We convinced our guide that leaving at 7:30, a half hour later than our scheduled departure would be ok, so we were able to sleep in!!! I think we need to think of another name for what we are doing because it's not a vacation in the traditional sense of the word.
The hour+ ride through the countryside was made especially interesting by passing through the salt fields once we were near the ocean. They flood fields that look similar to large rice fields with ocean water, then when the water evaporates, they remove the salt layer by layer with the top layer being the cleanest.
This area about 100 km southwest of Bangkok is a plantation area where bananas and coconuts are grown. We went to a local place where they process sap collected from palm tree flowers into palm sugar...really delish and sweet with a coconut underflavor. I was afraid to bring it back partly because it might not make it through customs and partly because I would eat it all.
Another market...the train market, so called because a few times a day the train runs right through the market to deliver products; at those times, the stalls that are on the tracks have to be moved out of the way. This market has everything, but with a concentration of fish and seafood, and is huge, but still much smaller than the one in Bangkok. And there are motorcyclists riding up and down the aisles, besides delivery carts, to add to the confusion and chaos of the atmosphere.
We took another boat ride through the canals to see the country version of water homes. They are much the same but with more space between some of them and more foliage from the plantations behind them. We also saw more human activity, children swimming and jumping into the canal, women standing on the front steps waist deep in water doing the laundry, men and boys repairing broken boards on the houses, as well as a few water monitors, the local alligators, which they say are not dangerous to humans.

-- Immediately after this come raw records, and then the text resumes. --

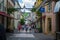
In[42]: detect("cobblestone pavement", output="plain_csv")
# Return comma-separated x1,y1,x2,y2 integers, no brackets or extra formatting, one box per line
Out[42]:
7,31,54,40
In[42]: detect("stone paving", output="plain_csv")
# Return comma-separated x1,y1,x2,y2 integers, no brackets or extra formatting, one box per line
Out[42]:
7,31,54,40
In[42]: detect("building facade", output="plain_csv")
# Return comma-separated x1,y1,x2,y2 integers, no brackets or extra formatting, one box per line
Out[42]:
14,1,21,29
42,0,56,34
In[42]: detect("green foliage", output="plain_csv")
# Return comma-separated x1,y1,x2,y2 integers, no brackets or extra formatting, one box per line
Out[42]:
20,18,25,25
7,8,17,14
36,10,42,16
31,8,36,12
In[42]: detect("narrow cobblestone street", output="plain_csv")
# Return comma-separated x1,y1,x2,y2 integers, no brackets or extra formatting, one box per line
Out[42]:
7,31,54,40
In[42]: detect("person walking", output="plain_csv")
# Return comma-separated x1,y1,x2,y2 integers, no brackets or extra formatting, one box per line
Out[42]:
18,23,22,32
0,21,6,40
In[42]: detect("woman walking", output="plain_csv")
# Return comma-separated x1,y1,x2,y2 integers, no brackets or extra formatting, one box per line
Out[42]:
18,23,22,32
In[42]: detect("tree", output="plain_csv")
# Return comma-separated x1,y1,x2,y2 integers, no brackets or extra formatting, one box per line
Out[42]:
20,18,25,25
31,8,36,12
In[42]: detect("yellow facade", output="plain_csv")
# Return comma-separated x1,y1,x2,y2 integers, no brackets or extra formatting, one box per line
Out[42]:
34,0,42,8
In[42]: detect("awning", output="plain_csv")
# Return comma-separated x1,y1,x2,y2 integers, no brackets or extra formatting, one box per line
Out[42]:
0,12,16,19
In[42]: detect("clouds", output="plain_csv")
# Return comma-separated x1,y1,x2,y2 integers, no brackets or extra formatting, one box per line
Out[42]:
18,0,36,12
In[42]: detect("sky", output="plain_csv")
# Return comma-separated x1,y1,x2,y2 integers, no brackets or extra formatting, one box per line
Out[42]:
18,0,36,12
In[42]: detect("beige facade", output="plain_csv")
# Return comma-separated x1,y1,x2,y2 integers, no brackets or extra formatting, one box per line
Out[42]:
42,1,56,34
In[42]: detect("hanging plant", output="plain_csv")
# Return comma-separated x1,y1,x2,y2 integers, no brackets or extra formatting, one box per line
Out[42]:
36,10,42,17
7,8,17,14
31,8,36,12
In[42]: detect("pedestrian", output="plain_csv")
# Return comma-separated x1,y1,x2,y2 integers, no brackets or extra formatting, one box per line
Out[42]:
26,25,28,32
18,23,22,32
0,21,6,40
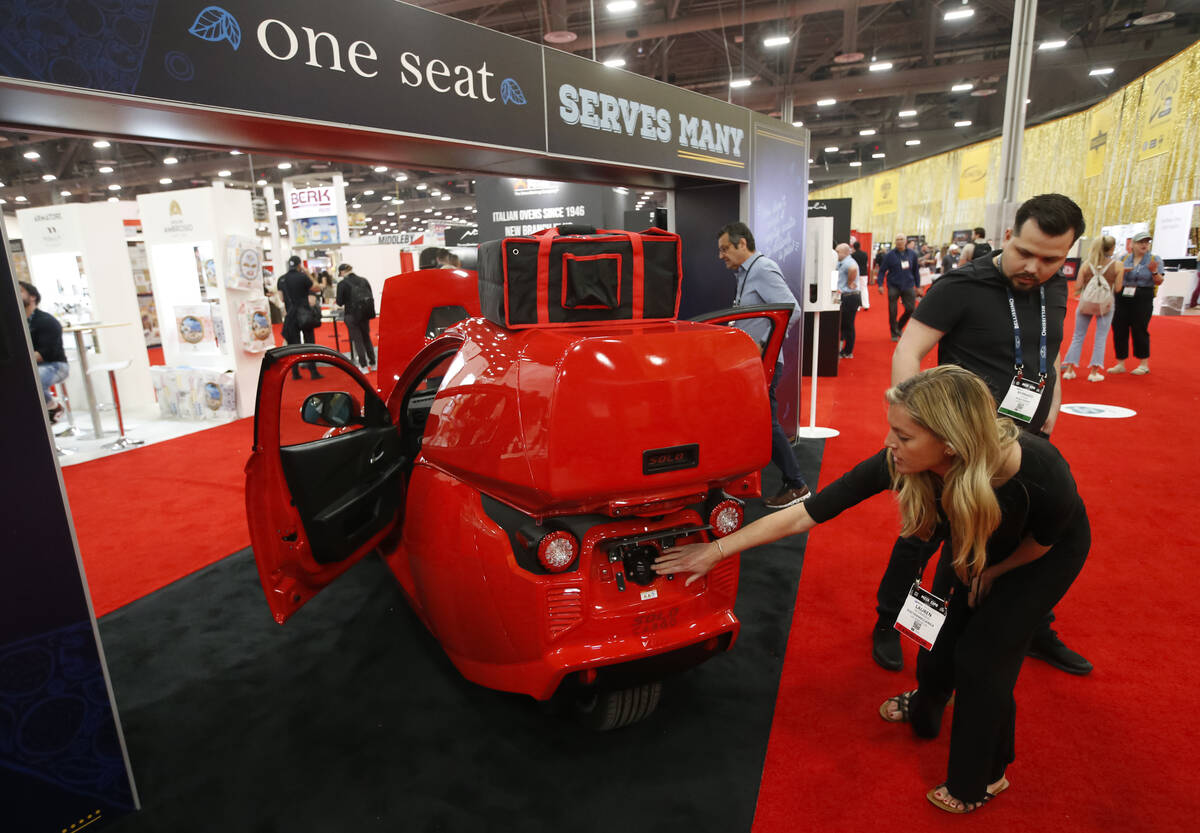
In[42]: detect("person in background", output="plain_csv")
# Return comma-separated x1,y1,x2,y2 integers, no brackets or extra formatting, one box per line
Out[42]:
337,263,376,372
871,193,1092,675
838,244,866,359
654,365,1092,813
850,239,871,288
1109,232,1163,376
1062,234,1124,382
878,234,920,341
942,242,959,275
716,222,810,509
20,281,71,423
971,226,991,260
276,254,322,379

The floating market of Damnoen Saduak was crazy...I think I would have appreciated it more had we merely observed from the land side rather than from a boat in the water, but I must say it was a unique experience to be a part of that many boats maneuvering in the small space of a few canals. I don't know if it's called "grid lock" when it involves boats, but it was crazy!!! Another, "ya had to be there" way of explaining the madness.
What was really the most incredible though was that no one got frustrated or angry. If a person on one boat wanted to buy something from a vendor in another boat selling Phad Thai, all the traffic around had to basically stop while the vendor finished with her other customers, then made the boat person's Phad Thai, which could take 5-10 minutes...and EVERYONE was doing the same thing so it was a case of pretty much nothing moving, but a lot of jostling. I think Andy and I were the only impatient ones in the whole market.
On the way back we visited yet another floating market, this time, for locals.
We also stopped at the Jim Thompson house which was lovely and had a nice story to go with it, but we bypassed the official tour and just wandered the lovely grounds of the early 1900's local style mansion which is now a museum with well preserved artifacts.
By the time we got back to Bangkok it was almost 3:00 but Sara wasn't done with "marketing" us yet! Now it was time to see the Chinatown markets and temples (thank goodness you don't have to take shoes off for Hindu temples because I don't think we could have). Here the aromas were distinctly Chinese as opposed to the Thai herb smells we had become used to. AND I tried the disgusting smelling fruit, durian, from a street cart!!! I was so proud of myself...the flavor was sweet and delicious but I wasn't crazy about the texture and stringy parts.
Today we had even less time to shower and change for the hour+ cab ride to our restaurant, Nahm. It was amazing and I once again had tears streaming down my cheeks and blisters on the inside of my lips but I loved every bite...I had larb...thanks to Heidi and Javier in MV I knew what it was and that it would be spicy. I was sad to be eating my last meal in Thailand, but it was a special one with the most delicious dessert.
It was only a 1/2 hour ride back to the hotel where we fell into bed for our 5:00 AM wake up to fly to Bali. Sad to be leaving Thailand.